Most college football analysts, however, aren't picking the Vols to make the College Football Playoff this season.
That's mostly due to Tennessee's loss of key players like Hendon Hooker, Cedric Tillman, Jalin Hyatt, Darnell Wright, and Byron Young, among a few others.
2024 is generally accepted by analysts as the season when Tennessee will truly be able to compete for a championship under Josh Heupel.
Highly-touted quarterback Nico Iamaelava will be a sophomore (or redshirt freshman) in 2024. And the defense should have the depth to perform at an extremely high level by then. It could also be the first season since 1991 that Tennessee doesn't have to play Georgia.

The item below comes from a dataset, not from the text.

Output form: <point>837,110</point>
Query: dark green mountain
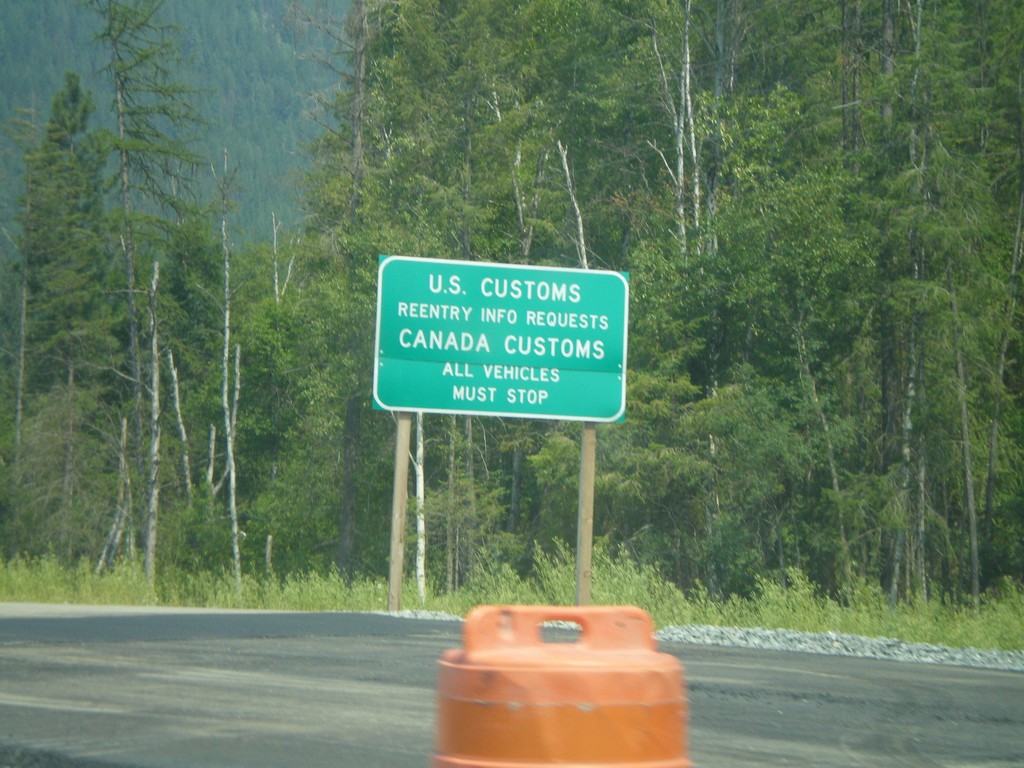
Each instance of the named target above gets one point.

The SEC will move to a new scheduling format in 2024 with Oklahoma and Texas officially joining the conference. The expectation is that the SEC will move to a 3-6 scheduling format (which would be three permanent opponents with six rotating opponents each season). That would mean that every SEC program would meet at least twice every four seasons (a player who stays four seasons at one program would visit every SEC stadium at least once during his career).
If the Vols are going to compete for a championship in 2024, then they'll need the schedule to cooperate (and not playing Georgia would be a good start). A nine-game schedule will obviously be more difficult, but every program in the conference will be dealing with that same challenge.

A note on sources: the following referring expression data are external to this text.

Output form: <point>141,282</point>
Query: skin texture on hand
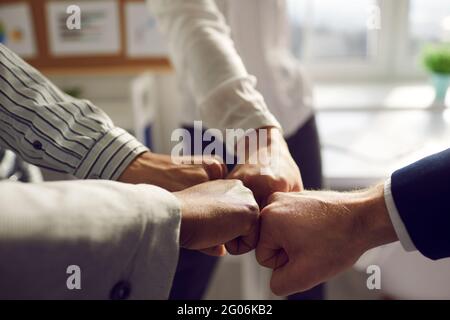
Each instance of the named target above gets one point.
<point>162,171</point>
<point>282,175</point>
<point>217,215</point>
<point>308,237</point>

Here's how Tennessee's 2024 schedule could shake out (with the assumption that Alabama, South Carolina, and Vanderbilt will be the Vols' three permanent opponents).
Note: Tennessee has a game scheduled with Kent State in 2024, but it will be canceled if the SEC moves to a nine-game conference schedule. There is a clause built into the contract that allows UT to cancel the game without a financial penalty.

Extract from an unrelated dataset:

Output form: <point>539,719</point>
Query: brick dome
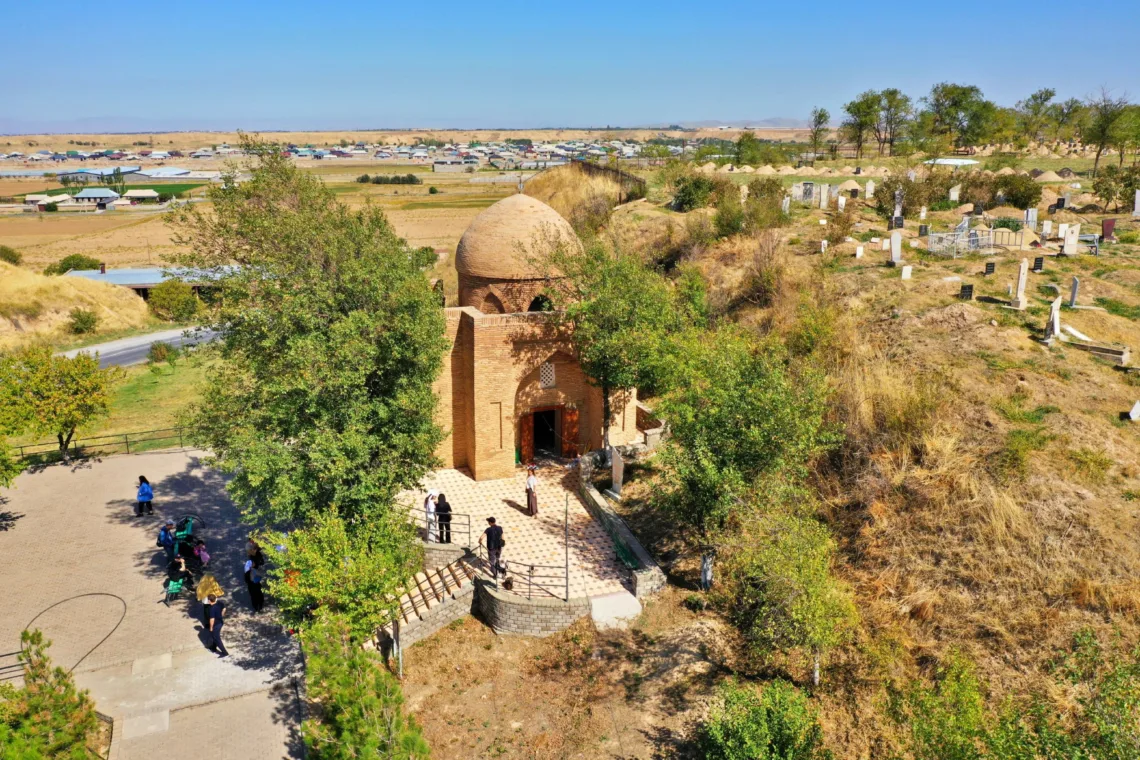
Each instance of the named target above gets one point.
<point>498,242</point>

- Week 1: Tennessee vs Chattanooga (scheduled for August 31)
- Week 2: Tennessee vs NC State (scheduled for September 7 in Charlotte)
- Week 3: Tennessee vs Florida
- Week 4: Tennessee @ Arkansas
- Week 5: Tennessee @ Oklahoma
- Week 6: Tennessee vs Kentucky
- Week 7: Tennessee vs Alabama
- Week 8: Tennessee @ Ole Miss
- Week 9: Tennessee vs Auburn
- Week 10: Tennessee @ South Carolina
- Week 11: Tennessee vs UTEP (scheduled for November 23)
- Week 12: Tennessee @ Vanderbilt
A couple of things here. For one, I think the SEC will want to schedule Heupel's return to Oklahoma in 2024 to go ahead and take advantage of that storyline. Also, I have the Vols down for four conference home games and five conference away games in 2024. That's kind of just how it shakes out if you keep South Carolina, Vanderbilt, and Alabama on their current rotation. It also ensures that Tennessee will have two "easier" home games the year they play Alabama on the road.
Something else to note is that Tennessee has neutral site games scheduled for 2024 and 2025 (against Syracuse in Atlanta), so that takes away a true home game in both seasons (though in the future that could also be the case in some years with a home-and-home series against a Power-5 opponent). 2025 would feature five conference home games if 2024 only has four conference home games.
If this is how the schedule shakes out in 2024, then it means in 2025 that Tennessee would face its three permanent opponents along with Georgia, Mississippi State, LSU, Missouri, Texas, and Texas A&M.
There will never be an "easy" schedule for the Vols under this format (not that there was before with Alabama, Florida, and Georgia on the schedule annually). But with a 12-team playoff coming in 2024, it means Tennessee can probably afford two regular-season losses each year and still have a really good shot to make the playoff.